Apparaissant pour la première fois au début des années 1930 comme substantif, quatre-vingt-six (qui s’écrit aussi 86) désignait un article dans une fontaine à soda, ou un comptoir de déjeuner, qui avait été épuisé. Il n’a pas fallu longtemps pour que le mot élargisse son utilisation au-delà du domaine du comptoir de soda.

Les chats de carbone sont des musiciens qui volent des idées….And, si après vous avoir entendu, ils disent « Quatre-vingt-six », cela signifie que vous êtes positivement pas bon !
– Justin Gilbert, The Bergen Evening Record, (Hackensack, NJ), 1er avril 1939

Changement vers l’usage du verbe

Dans les années 1950, le mot a subi un certain changement fonctionnel, et a commencé à être utilisé comme un verbe. Le sens initial en tant que verbe était « refuser de servir un client », et a ensuite pris le sens légèrement étendu de « se débarrasser de ; jeter ». Le mot était particulièrement utilisé en référence au refus de continuer à servir un bar aux personnes en état d’ébriété.
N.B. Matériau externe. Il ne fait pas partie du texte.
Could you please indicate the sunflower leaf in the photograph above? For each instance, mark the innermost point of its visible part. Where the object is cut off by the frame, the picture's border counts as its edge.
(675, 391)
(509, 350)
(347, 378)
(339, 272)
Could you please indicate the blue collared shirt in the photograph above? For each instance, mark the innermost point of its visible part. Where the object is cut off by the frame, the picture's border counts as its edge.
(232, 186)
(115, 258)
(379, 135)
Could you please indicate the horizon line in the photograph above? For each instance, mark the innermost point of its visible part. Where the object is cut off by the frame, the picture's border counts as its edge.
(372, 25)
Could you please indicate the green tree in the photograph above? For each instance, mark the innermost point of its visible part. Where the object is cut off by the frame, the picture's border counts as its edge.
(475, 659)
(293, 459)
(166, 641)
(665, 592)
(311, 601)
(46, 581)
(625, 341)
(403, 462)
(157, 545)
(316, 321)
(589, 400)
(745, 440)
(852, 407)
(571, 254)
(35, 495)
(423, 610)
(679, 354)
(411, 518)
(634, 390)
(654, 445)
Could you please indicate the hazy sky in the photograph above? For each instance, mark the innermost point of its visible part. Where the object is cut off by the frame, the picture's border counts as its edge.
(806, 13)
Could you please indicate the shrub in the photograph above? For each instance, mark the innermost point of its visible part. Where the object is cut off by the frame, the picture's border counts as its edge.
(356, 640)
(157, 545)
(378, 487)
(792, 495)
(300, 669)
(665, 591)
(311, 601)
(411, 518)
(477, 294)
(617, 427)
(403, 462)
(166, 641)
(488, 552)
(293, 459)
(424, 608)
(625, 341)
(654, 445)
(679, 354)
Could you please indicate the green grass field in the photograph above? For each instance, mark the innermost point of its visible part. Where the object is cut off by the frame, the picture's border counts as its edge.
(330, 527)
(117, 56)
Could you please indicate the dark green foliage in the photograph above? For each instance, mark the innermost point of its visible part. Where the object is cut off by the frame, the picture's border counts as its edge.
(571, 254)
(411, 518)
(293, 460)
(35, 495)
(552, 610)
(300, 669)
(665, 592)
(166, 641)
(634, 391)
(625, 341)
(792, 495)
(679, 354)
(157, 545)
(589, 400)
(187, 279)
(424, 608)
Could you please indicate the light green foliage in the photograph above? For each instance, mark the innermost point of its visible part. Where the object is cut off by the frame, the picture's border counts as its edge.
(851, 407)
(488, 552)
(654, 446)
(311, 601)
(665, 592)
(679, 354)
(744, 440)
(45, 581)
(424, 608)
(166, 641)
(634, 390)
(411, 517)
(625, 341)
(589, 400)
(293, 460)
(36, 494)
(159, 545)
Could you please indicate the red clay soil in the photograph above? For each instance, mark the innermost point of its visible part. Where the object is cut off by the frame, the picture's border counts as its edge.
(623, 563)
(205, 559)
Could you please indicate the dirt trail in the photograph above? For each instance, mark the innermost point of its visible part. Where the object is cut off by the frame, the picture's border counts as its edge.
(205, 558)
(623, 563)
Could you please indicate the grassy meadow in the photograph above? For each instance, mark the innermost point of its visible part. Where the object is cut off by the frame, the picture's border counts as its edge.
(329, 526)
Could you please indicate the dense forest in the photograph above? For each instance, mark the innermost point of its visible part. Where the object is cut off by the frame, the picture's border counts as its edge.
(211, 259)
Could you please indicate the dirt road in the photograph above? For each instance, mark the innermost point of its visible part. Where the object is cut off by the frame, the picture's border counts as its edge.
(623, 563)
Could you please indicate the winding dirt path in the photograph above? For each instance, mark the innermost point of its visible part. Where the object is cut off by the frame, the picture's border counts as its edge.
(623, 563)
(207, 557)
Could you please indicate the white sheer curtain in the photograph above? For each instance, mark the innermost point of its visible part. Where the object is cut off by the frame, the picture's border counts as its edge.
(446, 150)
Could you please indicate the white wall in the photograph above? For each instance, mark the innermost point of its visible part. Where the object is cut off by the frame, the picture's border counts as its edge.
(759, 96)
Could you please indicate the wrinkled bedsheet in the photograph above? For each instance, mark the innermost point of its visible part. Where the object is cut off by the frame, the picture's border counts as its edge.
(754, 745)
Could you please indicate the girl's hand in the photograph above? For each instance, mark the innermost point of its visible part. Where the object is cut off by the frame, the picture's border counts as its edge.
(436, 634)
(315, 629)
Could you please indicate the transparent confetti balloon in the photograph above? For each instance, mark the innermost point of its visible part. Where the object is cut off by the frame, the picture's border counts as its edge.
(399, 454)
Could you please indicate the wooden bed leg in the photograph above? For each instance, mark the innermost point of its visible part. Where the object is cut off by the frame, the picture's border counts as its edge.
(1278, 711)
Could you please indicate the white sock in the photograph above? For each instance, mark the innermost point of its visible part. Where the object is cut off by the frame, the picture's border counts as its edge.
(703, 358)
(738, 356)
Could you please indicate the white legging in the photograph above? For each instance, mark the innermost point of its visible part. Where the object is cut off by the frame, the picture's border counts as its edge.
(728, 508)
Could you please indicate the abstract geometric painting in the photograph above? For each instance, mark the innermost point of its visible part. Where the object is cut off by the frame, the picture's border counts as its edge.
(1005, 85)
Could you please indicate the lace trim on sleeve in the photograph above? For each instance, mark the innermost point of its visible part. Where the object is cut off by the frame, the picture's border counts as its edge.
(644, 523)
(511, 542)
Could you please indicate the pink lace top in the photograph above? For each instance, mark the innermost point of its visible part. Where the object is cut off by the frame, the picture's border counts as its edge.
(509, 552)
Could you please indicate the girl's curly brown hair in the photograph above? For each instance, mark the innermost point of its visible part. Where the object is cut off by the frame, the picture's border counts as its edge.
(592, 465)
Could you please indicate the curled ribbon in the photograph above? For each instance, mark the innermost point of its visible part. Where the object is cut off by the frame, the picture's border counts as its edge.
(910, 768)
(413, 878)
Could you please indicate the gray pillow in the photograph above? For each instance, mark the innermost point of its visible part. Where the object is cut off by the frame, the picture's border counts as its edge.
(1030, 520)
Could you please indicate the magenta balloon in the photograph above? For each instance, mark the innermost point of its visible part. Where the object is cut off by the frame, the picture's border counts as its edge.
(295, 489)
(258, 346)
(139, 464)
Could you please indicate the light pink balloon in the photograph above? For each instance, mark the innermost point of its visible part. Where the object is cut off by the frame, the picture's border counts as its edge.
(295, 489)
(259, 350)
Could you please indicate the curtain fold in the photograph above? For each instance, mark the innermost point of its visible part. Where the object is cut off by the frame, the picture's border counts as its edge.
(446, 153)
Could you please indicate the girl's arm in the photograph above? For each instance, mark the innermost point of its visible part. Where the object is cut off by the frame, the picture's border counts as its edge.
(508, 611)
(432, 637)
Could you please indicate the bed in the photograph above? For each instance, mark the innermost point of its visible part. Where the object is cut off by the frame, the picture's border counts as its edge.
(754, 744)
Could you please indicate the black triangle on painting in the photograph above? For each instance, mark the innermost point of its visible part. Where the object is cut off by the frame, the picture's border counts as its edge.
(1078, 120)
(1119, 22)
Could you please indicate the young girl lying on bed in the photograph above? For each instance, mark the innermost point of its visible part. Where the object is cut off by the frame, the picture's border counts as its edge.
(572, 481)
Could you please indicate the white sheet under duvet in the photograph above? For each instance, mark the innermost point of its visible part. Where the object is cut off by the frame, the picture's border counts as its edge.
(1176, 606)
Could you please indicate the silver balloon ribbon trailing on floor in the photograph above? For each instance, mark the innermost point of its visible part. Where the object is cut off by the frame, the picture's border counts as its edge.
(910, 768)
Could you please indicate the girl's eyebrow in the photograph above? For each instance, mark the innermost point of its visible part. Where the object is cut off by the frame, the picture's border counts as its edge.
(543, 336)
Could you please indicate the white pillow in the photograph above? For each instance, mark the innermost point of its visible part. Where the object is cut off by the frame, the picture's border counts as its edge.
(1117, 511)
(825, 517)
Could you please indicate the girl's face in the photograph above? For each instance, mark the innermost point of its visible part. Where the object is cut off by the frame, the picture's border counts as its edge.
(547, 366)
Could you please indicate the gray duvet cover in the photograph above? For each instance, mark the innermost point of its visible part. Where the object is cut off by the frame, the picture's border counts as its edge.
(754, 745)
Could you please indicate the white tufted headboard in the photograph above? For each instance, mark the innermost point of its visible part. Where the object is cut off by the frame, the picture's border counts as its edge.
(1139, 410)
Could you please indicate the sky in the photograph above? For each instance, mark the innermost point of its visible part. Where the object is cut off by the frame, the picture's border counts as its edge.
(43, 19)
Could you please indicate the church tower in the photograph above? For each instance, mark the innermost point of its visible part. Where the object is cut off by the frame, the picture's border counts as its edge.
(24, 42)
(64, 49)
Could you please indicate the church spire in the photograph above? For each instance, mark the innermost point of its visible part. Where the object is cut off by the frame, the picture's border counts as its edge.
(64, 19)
La petite Winnie et quelques camarades de classe fringants faisaient trébucher les clientes et autres quand ils ont été « eighty-sixés » par le Stork Club de la ligue des glaces et des biscuits. « Eh bien, » dit Bobo avec philosophie, « ce n’était pas vraiment une des branches chics des Schrafft. »
– Shamokin News-Dispatch (Shamokin, PA), 9 juin 1958

J’ai tout ce que je peux supporter d’octy-sixer les ivrognes.
– Independent (Long Beach, CA), 12 sept 1960

Les tenanciers de saloon d’autrefois, en observant qu’un client s’intoxique en buvant de l’alcool fort, passaient parfois ses boissons à de l’alcool 86-proof, La pratique était décrite comme « eighty-sixing » le client, et c’est probablement la source du verbe utilisé aujourd’hui pour décrire la coupure du service à un client par un barman.
– The Minneapolis Star (Minneapolis, MN), 7 Jun. 1972

Pourquoi ‘Eighty-Six’?

Il faut noter que, malgré l’histoire fantaisiste donnée ci-dessus, l’étymologie de eighty-six n’est pas claire. L’explication la plus courante est que le mot est apparu en argot rimant avec nix. Suite à l’application du verbe aux ivrognes, quatre-vingt-six a encore élargi son sens pour signifier « exclu », ou « rejeté ».

Yentl a gagné une gerbe de critiques bienveillantes (sic) et un B.O. étonnamment sain, mais Barbra Streisand a reçu un 86 par l’Académie.
– Richard Corliss, Film Comment (New York, NY), Mars/Avril 1984

Mais il a été « quatre-vingt-six » – coupé – des activités du club pendant un certain temps après que quelqu’un ait dopé son verre avec des drogues et « je suis devenu fou furieux. »
– Gary Oakes, Toronto Star (Toronto, Can.), 11 Nov. 1986

Le buzz dans le milieu du livre est que le projet de Doubleday « Listening to Philip Johnson » a été réduit au silence, comme dans tué, kiboshed, eighty-sixed.
– Michael Fleming et Karen Freifeld, Newsday, 31 mai 1989

Parmi les sens les plus récemment adoptés, il y a une extension logique des précédents, avec le sens de « tuer ». Nous n’entrons pas dans ce sens, en raison de sa relative récence et de sa rareté d’emploi.

« Je déteste voir les gars se faire toujours eighty-sixer », dit-elle, en utilisant le jargon militaire pour désigner les tués au combat. « Ce n’est pas juste. »
– John Kifner, The New York Times, 3 févr. 1991

Le sens le plus courant de quatre-vingt-six rencontré aujourd’hui est celui qui est plus proche de ses racines dans l’industrie du service (« refuser de servir un client »). Cependant, étant donné le nombre de significations que le terme a pris en moins d’un siècle d’utilisation, personne ne peut savoir quelles significations il prendra dans les décennies à venir.